Também nós, como cristãos, somos chamados a ser
“sinais” discretos do poder do amor de Deus, humildes instrumentos do Reino do
Senhor, cientes de que “a fraqueza de Deus é mais forte do que os
homens” (cf. 1Cor 1,25) . O termo "sinal" não deve
ser entendido como fraqueza ou conformidade, porque se “o sal perder o
sabor, para nada mais serve, senão para ser lançado fora” (cf. Mt
5, 13). Nosso modo de ser cristãos deveria tornar-se aquele convite vivo e
crível do grão de trigo que produz fruto; deve ser aquele "sinal" do
Menino de Belém, Jesus, aqui e agora; deve ser um viver e um agir, capazes de
demonstrar a alegria do "Natal", por uma Vida vinda do Alto, capaz de
"entregar-se" pelos outros por amor (Páscoa).
Os Pastores
A entrada de Deus na história dá-se por
"portas secundárias" e métodos não convencionais, tanto que os Anjos
levam o anúncio aos pastores e não aos sacerdotes do Templo. Os pastores eram
pobres guardiões, pagos para cuidar das ovelhas; eram excluídos do povo por
serem nômades e por frequentarem pessoas fora do povo, estrangeiras e,
portanto, impuras segundo a lei. Por isso, foi primeiro a eles que os Anjos
transmitiram o anúncio. Confia-lhes, por primeiro, a tarefa de adorar e ir
anunciar: “Vamos a Belém e vejamos o que se realizou e o que o Senhor nos
manifestou. Foram com grande pressa e viram Maria e José e o Menino deitado
numa manjedoura... Os pastores voltaram glorificando e louvando a Deus...”
(Lc 2, 15-20, Evangelho da Missa da Manhã).

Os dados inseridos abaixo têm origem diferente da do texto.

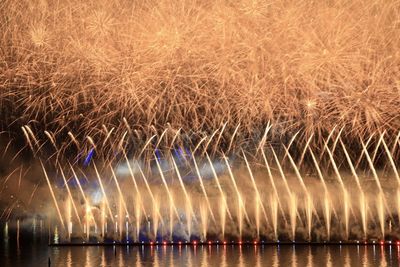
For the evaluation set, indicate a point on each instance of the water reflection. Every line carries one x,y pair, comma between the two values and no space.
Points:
182,255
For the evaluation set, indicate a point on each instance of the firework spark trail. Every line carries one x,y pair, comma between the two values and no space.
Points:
102,191
256,188
183,188
53,196
292,197
219,186
70,196
153,199
203,189
119,191
166,187
376,178
239,198
134,182
271,178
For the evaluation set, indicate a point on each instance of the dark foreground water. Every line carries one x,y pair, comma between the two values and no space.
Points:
37,254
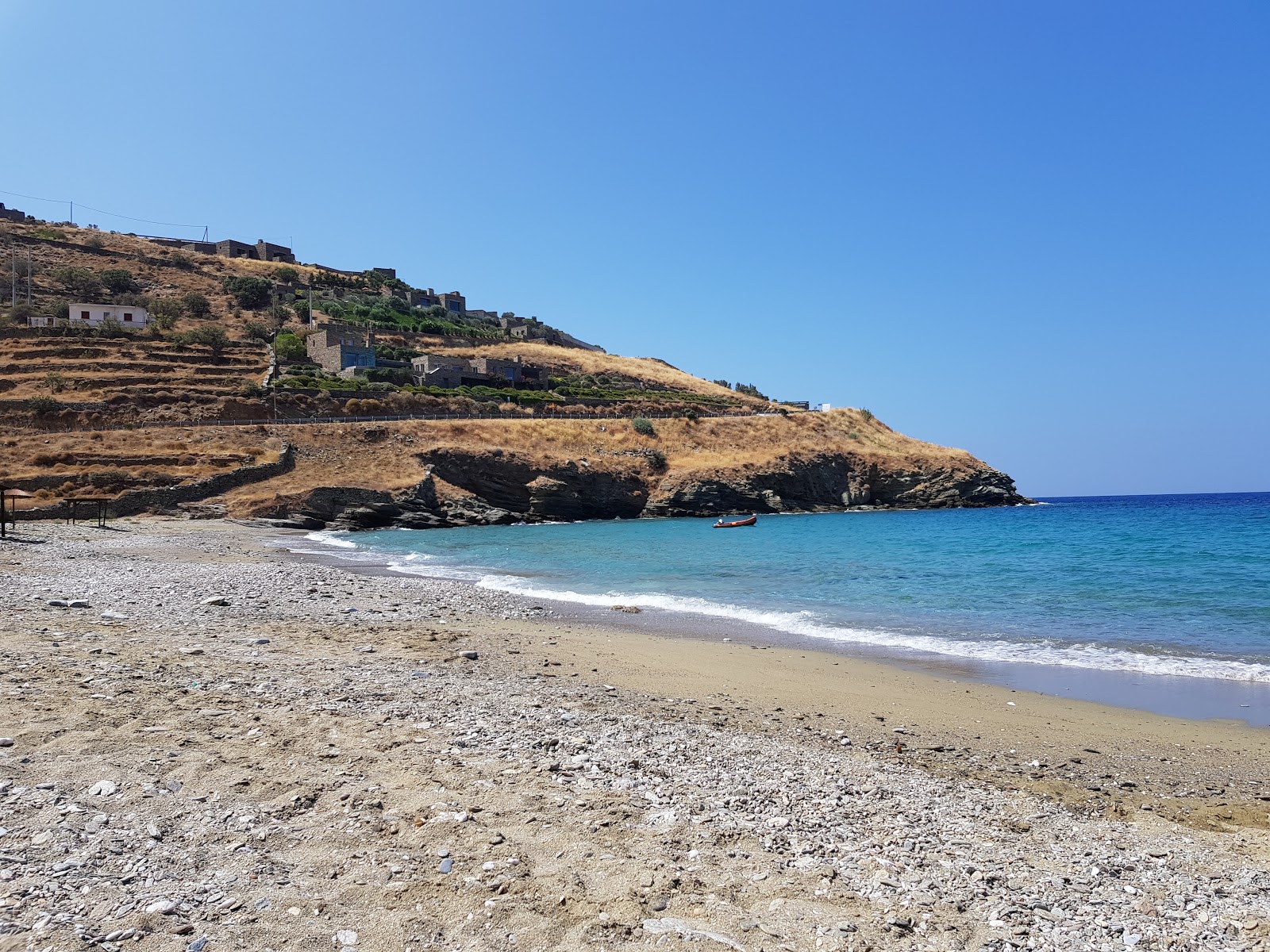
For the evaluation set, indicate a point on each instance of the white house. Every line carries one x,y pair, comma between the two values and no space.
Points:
95,315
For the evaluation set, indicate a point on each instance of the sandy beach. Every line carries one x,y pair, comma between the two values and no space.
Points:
229,747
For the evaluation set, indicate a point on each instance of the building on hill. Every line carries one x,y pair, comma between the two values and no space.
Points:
127,317
262,251
338,348
450,372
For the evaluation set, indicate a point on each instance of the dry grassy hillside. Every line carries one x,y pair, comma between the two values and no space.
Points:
384,456
56,466
637,368
78,370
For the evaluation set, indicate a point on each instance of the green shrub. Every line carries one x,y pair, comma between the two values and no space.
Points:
258,332
44,405
80,282
289,347
167,311
196,305
118,281
213,338
251,294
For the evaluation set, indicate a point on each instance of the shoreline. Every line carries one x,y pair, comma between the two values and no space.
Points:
1172,696
239,744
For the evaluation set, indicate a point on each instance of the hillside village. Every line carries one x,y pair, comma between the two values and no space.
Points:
222,343
319,332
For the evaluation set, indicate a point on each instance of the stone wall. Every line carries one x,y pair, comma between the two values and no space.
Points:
143,501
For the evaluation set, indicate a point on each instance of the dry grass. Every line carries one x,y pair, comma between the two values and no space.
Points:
148,457
713,443
387,456
94,368
571,361
342,455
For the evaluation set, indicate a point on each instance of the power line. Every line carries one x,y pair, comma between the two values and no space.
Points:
99,211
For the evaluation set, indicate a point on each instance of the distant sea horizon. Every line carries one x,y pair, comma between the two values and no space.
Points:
1168,589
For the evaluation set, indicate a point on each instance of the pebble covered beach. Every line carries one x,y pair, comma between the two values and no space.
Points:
207,744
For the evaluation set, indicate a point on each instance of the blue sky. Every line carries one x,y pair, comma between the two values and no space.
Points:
1038,232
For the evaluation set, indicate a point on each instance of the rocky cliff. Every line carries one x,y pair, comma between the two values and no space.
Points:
501,486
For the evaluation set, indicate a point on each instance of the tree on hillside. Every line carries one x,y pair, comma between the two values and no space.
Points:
289,347
118,281
196,305
80,282
167,311
279,315
213,338
258,332
251,294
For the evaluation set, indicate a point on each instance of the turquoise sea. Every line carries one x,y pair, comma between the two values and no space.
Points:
1170,587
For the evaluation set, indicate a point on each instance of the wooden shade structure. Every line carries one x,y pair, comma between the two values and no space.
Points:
10,498
99,501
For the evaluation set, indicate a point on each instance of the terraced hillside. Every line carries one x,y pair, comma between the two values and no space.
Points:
94,370
65,466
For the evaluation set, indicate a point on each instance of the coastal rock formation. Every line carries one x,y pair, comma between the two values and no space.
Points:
832,482
508,488
568,490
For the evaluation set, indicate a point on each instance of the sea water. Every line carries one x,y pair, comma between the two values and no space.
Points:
1175,587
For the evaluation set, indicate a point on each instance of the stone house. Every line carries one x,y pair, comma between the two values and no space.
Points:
450,372
336,348
262,251
95,315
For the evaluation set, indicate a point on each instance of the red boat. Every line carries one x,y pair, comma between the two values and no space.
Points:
737,524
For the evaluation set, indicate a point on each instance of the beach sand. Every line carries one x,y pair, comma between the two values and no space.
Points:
317,758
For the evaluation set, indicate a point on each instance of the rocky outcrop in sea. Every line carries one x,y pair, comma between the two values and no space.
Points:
503,488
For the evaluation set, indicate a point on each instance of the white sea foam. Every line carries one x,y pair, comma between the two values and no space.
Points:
1090,657
806,624
332,539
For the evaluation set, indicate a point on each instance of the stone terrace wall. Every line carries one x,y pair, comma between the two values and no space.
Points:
143,501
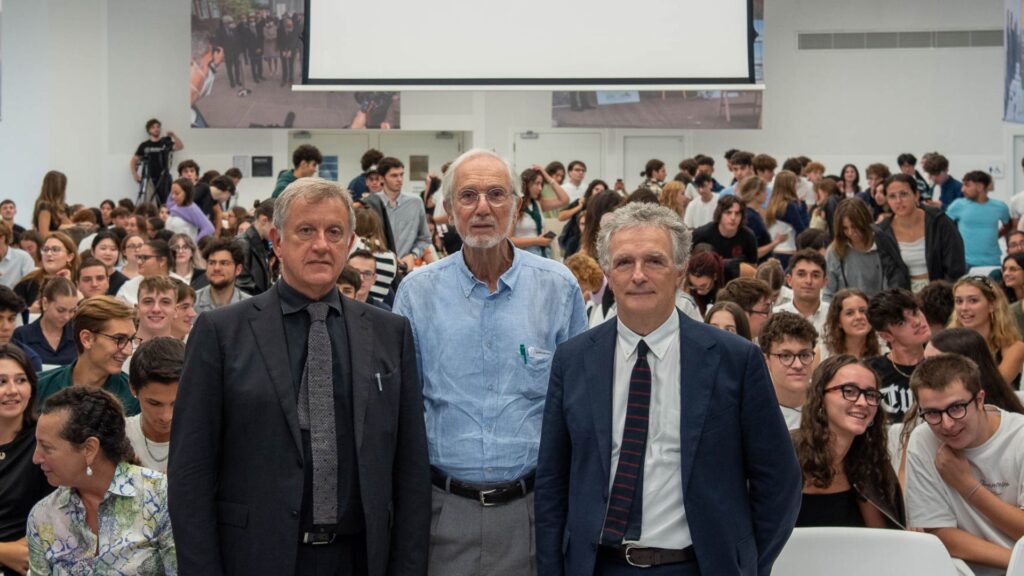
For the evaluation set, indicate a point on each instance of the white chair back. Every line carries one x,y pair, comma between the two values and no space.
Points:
854,551
1017,559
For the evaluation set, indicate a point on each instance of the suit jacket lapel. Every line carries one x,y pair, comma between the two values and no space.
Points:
267,320
360,343
599,367
697,369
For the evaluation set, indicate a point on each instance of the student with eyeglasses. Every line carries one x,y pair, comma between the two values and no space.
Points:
104,335
897,318
787,341
842,448
964,470
980,305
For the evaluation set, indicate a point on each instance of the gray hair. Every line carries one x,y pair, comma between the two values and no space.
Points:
640,214
448,180
313,191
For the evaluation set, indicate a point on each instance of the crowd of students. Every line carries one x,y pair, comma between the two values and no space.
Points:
860,300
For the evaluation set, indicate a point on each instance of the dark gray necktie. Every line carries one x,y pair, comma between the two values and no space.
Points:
316,415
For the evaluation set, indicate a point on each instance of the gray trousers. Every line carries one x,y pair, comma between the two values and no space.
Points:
468,539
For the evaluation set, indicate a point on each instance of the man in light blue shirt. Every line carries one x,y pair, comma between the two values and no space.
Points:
979,219
486,321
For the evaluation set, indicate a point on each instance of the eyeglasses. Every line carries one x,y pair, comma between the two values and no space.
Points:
495,196
852,394
786,358
897,196
956,411
765,312
121,340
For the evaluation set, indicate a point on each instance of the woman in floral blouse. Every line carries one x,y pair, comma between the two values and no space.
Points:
108,516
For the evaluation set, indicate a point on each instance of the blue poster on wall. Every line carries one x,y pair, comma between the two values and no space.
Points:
1013,90
329,168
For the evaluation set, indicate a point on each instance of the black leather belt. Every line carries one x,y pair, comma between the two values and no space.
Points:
485,495
646,558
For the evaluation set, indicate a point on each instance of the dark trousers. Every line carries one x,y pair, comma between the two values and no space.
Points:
256,65
288,68
233,64
613,568
345,557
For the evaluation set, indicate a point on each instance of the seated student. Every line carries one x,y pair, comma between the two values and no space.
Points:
980,305
91,279
847,328
842,448
772,274
22,483
937,302
184,311
11,305
729,317
104,334
896,316
754,296
787,342
349,282
108,516
51,335
727,235
365,263
965,468
156,369
14,263
806,277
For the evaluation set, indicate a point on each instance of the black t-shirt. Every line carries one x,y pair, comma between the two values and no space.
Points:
895,381
740,248
203,199
155,154
22,485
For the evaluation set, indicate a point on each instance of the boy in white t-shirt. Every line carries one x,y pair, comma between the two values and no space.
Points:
156,369
965,467
701,209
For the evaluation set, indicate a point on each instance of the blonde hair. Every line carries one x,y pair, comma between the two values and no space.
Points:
783,192
1001,331
669,195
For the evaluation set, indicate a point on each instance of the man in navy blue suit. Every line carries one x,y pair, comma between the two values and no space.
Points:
662,445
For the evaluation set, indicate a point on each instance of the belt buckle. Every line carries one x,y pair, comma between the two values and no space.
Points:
318,538
483,497
629,559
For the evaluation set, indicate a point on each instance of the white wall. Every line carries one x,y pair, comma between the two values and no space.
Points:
81,77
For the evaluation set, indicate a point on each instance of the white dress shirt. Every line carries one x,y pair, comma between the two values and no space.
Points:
664,523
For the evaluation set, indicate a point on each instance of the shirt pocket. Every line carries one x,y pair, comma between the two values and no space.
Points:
537,362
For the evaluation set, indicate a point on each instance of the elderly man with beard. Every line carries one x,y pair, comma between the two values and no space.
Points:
502,312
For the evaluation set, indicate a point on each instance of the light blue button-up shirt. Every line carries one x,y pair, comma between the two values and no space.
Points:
484,360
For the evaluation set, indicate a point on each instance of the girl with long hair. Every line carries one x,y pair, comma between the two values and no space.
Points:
847,329
50,211
858,257
980,305
528,230
784,214
842,446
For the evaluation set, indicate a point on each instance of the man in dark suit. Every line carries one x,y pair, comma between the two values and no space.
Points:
662,442
298,444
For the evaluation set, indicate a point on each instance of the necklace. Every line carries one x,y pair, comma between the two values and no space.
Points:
145,441
896,368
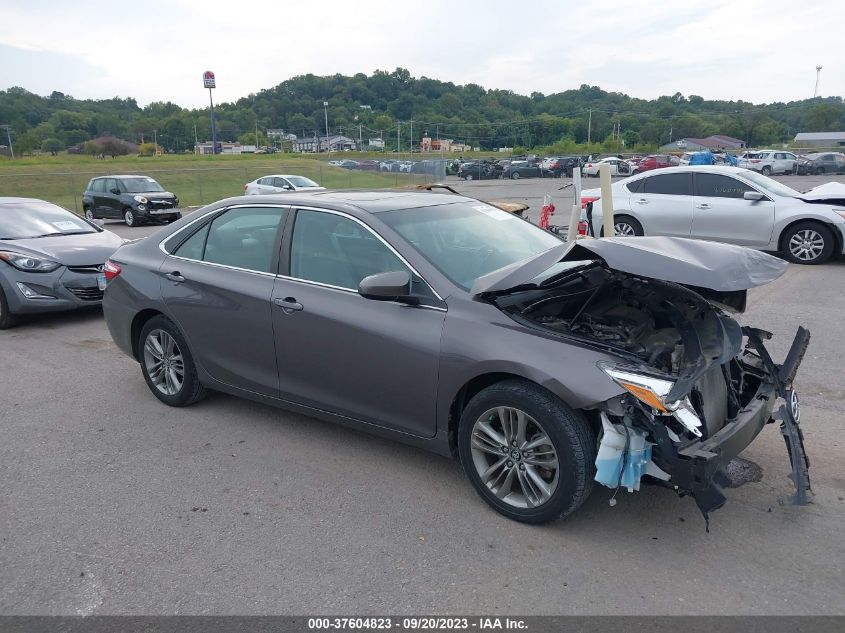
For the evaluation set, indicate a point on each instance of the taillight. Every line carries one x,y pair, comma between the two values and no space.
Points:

Naqueles pastores nômades, que, como Jesus, não
sabiam “onde repousar a cabeça” (Mt 8,20), vemos os nômades
guardiões do nosso coração, aquela nossa parte inquieta que vigia,
busca e espera Alguém, mas que, muitas vezes, se confunde, enganando a
verdadeira fome e sede do coração. No fundo, cada um de nós é aquele pastor que
tenta seguir seus pobres ideais e, quando pensa ter conseguido, percebe que o
caminho ainda é muito longo.
Natal
O Natal de nosso Senhor Jesus recorda-nos que
Deus está presente em todas as situações, nas quais pensamos que ele está
ausente ou nas quais achamos que ele não pode estar. A nossa fé estimula-nos a
viver o tempo natalino com maior serenidade e esperança: Deus está aqui, tão
presente que, talvez ou com certeza, nos convida a rever nossos costumes;
convida-nos a lembrar que, assim como Ele veio para nos salvar, também nós,
através dele, só podemos nos salvar se caminharmos juntos, se aprendermos a
cuidar uns dos outros; somos convidados a ser uma “manjedoura”, onde os outros
possam se alimentar do pão da amizade, do amor, da misericórdia, da esperança.
O Senhor oferece-se a nós para que possamos dar seu testemunho com a nossa
vida. Como cristãos, somos convidados a assumir a esperança desta humanidade
desnorteada e solitária, a sermos sentinelas da nova manhã ... para que as
trevas deste tempo sejam rompidas pela Luz, que vem do Senhor Jesus.
Jesus, nossa realidade decisiva
Jesus é a realidade decisiva da minha e da
nossa existência. No Senhor Jesus, que se fez um de nós, aprendemos a ser todos
irmãos, partilhando nossa solidariedade e a proximidade interior, que é o
dom mais precioso, e louvando junto com os Anjos: “Glória a Deus nas alturas
e paz na terra aos homens amados pelo Senhor”.